Самое же общее наблюдение, ради которого мы предприняли столь обширный экскурс в область «настоящей» иконографии, состоит в следующем: процесс усвоения чужой или просто внешней (не обязательно чуждой) образности представляет собой, по всей видимости, не просто пересказ своими словами увиденного, а именно перевод. И этот перевод начинается с восприятия того, что предстоит перенять, позаимствовать, транскрибировать и т. д. Но восприятие-усвоение предполагает в качестве своего условия – узнавание-понимание, которому предшествует вычленение из потока речи отдельных фраз и слов, то есть восприятие структуры речи. Для изобразительного искусства этим речевым потоком будут именно визуальные впечатления, в которых важно выделить отдельные значимые элементы и не менее значимые отношения между ними. Эта значимость определяется предварительным знанием. Это обязательно узнавание, и в таком случае мы не можем говорить, что, например, раннехристианский «создатель образов» говорит не на том же самом языческом языке, что это не его язык. Можно сказать, что это не его родной язык, но тогда каков его собственный «диалект»? Скорее всего, проблема заключается именно в том, что мы имеем дело не с техническими языками, не с профессиональной лексикой и тем более не с жаргоном, а именно с диалектами, отдельными говорами, отдельными наречиями единого литературного языка, существование которого – отдельная проблема.

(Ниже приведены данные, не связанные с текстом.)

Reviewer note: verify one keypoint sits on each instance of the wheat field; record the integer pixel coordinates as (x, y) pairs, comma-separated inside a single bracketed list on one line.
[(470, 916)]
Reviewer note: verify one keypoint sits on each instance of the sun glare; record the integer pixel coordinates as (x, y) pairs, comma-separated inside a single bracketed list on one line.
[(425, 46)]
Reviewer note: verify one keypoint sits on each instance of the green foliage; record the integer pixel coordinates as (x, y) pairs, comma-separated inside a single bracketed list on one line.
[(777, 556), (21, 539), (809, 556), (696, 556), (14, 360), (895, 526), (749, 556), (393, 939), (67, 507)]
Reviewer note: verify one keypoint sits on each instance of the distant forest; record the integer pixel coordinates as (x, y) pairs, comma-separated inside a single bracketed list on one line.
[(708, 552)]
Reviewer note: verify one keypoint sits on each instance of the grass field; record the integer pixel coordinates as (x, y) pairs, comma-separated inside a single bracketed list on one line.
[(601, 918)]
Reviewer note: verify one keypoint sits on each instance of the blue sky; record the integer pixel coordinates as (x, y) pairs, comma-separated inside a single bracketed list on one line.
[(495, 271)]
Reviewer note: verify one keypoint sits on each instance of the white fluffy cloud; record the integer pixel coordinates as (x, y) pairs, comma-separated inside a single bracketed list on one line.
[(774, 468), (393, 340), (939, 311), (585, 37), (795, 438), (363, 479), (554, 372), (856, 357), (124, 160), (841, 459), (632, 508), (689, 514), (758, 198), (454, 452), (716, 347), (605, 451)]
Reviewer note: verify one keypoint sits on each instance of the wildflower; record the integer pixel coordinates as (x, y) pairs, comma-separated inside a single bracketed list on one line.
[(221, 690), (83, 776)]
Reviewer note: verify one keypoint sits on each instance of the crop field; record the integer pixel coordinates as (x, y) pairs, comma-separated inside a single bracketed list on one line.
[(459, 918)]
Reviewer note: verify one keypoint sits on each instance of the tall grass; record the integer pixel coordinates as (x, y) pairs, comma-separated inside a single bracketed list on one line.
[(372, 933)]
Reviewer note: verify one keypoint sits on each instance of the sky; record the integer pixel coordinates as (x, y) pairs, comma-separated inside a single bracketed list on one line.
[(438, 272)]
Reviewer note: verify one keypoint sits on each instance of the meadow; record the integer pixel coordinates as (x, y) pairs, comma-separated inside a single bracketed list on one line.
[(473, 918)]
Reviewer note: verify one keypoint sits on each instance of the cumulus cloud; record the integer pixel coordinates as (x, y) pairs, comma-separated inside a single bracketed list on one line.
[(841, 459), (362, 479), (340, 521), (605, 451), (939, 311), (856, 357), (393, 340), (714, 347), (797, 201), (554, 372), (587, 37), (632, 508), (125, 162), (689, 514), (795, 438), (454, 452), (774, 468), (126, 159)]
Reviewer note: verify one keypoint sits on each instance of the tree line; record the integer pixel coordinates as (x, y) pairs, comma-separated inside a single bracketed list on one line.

Другими словами, проблема иконографических заимствований – это проблема парадигматического измерения языка, это вопрос словаря, грамматики и синтаксиса. Заимствования происходят на этом уровне, чтобы потом выразиться в конкретном случае употребления, пользования. И историк-иконограф должен производить обратную процедуру, восстанавливать ту схему, которая была в поле зрения изготовителей того или иного образа, отдавая себе отчет в том, что трансформация схемы могла осуществляться по самым разным направлениям, в зависимости от намерений (интенций) «говорящего»: от простого акта коммуникации до сложноустроенного поэтического текста с принципиально многослойными смысловыми структурами.

Совершенно специальным образом эта проблема касается иконографии архитектуры, где сама суть архитектурного языка и архитектурного творчества – создание, изготовление схем, причем именно двухмерных, проективных, из которых потом, в порядке реализации проекта, создания-возведения сооружения, рождается конкретная пространственно-объемная «фраза», собственно архитектурный дискурс, способный быть заново прочитанным. Поэтому нет ничего удивительного, что копирование архитектурных образцов – это копирование именно образцов, но образцов не проектных (трансферных), а сенсорно-когнитивных, двухмерных и, фактически, ментальных, степень развертки которых во вновь выстроенном сооружении-копии – вопрос чисто герменевтический. И он выдает уже смысл самой копийной деятельности и тех сфер реальности, которые за ней стоят, образуя свои собственные сложные системы отношений (самая простая схема – включение одной реальности в другую).

При этом мы должны помнить, что чистая и простая (в смысле прямая) визуальность восприятия даже самых сложных изобразительных построений остается неизбывным и неудалимым фоном или основанием любой художественной деятельности. И именно к этому фундаментальному схематизму зачастую сводятся все иконографические формулы и мотивы, будучи, по сути, постоянным фоном, декорирующим механизмом, функции которого разнообразны и многочисленны. Архитектура, будучи сама предельно фундаментальной структурой всякой изобразительности, структурообразующим паттерном, внутри себя, в свою очередь, содержит еще более фундаментальные «узоры», сплетенные из схем восприятия и сенсомоторики, визуальности и телесности, оптики и тектоники. И все это – лишь фон, длящаяся визуальная мелодия, заполнение той пустоты, которая предваряет всякое наличное существование.

Поэтому не случайно у Грабара мы встречаем применительно к иконографии метафору языка: искусство как таковое, творческая, созидающая деятельность складывается на фоне подобного невнятного «бормотания» привычных образов, способных лишь при некоторых обстоятельствах превращаться в изображение, которое, в свою очередь, только если очень постарается, имеет шанс стать собственно изобразительным искусством.